Classify the CNS receptors into ionotropic and metabotropic and know the transduction mechanism of each receptor.

Ionotropic receptors: nicotinic, Cl, Na, EAA(glutamate), GABAa

Metabotropic receptors are divided into 2 groups

• Adenylyl cyclase system

Neurotransmitters can bind positively (R+) to adenylyl cyclase 1&2 and dopamine which causes increased AMP formation

Negative binding (R-) means it is negatively bound therefore decrease in AMP formation

• Phospholipase system

All receptors are positively bound meaning increased enzyme activity IP3 and DAG

Explain the difference between an EPSP and an IPSP and give examples of each

EPSP- excitatory post synaptic potential

This happens due to the opening of sodium and calcium channels when a neurotransmitter binds, this causes increased permeability to cations that causes depolarization and in turn causes threshold to be reached and an action potential forms.

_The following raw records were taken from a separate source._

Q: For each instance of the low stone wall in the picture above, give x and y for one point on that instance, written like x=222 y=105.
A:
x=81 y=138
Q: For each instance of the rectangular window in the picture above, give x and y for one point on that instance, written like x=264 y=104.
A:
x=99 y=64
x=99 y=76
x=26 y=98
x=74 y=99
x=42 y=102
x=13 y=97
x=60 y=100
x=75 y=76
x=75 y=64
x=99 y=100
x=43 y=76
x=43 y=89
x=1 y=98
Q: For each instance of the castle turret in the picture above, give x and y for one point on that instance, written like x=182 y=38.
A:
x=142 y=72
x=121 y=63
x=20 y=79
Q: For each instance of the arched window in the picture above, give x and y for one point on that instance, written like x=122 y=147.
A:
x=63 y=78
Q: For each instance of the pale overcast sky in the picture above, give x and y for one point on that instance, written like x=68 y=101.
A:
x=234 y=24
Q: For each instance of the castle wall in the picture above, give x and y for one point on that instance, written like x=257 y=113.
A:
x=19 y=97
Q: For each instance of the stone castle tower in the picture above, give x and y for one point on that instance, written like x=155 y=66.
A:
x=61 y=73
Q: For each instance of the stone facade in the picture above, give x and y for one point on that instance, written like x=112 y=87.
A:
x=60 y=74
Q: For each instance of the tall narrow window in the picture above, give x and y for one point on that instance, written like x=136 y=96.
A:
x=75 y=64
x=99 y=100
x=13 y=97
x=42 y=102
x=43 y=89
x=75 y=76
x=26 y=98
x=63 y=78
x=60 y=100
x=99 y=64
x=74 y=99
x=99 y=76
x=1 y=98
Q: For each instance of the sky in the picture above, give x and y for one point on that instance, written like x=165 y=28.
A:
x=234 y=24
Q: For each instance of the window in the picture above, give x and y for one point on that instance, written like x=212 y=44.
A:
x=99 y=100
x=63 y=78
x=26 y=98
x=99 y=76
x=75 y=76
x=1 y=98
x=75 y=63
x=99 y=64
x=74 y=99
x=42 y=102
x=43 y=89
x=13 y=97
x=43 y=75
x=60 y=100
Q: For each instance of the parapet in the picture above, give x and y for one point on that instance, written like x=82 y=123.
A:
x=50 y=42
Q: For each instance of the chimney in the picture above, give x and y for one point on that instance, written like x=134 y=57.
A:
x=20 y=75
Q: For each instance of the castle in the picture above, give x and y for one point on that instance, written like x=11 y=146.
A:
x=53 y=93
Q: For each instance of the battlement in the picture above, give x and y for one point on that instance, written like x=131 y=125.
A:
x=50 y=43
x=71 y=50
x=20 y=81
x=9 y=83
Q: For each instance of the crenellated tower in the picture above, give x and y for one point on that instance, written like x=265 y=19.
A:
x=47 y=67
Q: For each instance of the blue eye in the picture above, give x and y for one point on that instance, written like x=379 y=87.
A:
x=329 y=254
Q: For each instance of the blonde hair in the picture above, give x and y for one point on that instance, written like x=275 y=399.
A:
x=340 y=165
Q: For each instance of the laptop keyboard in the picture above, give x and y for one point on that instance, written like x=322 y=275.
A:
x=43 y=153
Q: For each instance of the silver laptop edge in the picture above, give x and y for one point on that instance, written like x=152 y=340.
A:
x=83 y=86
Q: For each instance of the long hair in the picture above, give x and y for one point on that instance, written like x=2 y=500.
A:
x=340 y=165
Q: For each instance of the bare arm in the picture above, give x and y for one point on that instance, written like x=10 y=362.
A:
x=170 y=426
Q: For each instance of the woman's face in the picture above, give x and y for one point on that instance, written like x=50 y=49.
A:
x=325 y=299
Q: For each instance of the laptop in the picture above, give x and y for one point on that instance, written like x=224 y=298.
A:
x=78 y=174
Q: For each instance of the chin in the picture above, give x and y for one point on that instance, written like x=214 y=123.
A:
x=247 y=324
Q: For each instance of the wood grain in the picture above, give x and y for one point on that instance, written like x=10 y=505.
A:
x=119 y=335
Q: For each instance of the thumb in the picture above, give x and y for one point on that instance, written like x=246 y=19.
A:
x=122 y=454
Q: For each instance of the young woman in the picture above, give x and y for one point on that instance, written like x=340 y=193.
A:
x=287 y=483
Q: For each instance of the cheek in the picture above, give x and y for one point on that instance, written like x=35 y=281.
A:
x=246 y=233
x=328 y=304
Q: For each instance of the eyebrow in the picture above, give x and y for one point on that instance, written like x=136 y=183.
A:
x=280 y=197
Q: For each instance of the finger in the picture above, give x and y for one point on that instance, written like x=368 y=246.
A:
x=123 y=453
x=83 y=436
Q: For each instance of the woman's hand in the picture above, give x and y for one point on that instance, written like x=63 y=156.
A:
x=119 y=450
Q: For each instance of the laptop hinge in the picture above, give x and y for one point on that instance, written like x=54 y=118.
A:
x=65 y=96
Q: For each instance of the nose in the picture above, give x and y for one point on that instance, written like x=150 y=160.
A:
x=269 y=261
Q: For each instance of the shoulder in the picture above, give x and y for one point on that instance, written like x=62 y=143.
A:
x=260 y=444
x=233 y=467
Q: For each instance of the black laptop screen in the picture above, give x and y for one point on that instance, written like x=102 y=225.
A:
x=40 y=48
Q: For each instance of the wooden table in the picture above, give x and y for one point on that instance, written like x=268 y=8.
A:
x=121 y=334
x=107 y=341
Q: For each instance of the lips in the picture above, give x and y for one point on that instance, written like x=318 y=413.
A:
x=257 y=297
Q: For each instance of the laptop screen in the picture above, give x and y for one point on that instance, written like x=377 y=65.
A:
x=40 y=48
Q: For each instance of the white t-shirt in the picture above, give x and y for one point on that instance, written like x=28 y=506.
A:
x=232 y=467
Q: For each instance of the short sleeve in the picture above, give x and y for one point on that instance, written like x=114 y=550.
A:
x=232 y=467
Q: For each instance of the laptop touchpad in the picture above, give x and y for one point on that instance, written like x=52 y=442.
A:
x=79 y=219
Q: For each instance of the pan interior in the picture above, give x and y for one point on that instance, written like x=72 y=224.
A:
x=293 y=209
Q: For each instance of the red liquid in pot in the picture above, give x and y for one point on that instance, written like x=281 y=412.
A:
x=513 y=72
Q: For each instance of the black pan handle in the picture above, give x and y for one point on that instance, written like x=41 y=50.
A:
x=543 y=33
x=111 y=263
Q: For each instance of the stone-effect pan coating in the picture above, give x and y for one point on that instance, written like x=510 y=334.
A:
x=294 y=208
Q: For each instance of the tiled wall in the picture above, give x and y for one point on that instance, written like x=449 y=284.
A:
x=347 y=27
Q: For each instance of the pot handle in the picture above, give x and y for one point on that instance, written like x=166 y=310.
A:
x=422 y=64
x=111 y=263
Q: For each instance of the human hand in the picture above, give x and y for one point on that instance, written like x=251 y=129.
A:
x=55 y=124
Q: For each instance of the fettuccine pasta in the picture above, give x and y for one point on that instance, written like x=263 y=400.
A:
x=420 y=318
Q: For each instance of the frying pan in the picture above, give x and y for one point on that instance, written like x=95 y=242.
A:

Examples of receptors that will bring this to effect: 5-HT3, Nicotinic, EAA, BD

IPSP- inhibitory post synaptic potential

This happens when an action potential is stopped by hyperpolarization of the post synaptic membrane which is achieved by potassium and chloride channels opening when a neurotransmitter GABAa binds

What is the role of calcium in the development of a synaptic potential?

Ca is very important as it stimulates the release of neurotransmitters from the axon terminal as the action potential reaches membrane calcium flows into the synaptic vessel stimulating the release of neurotransmitters.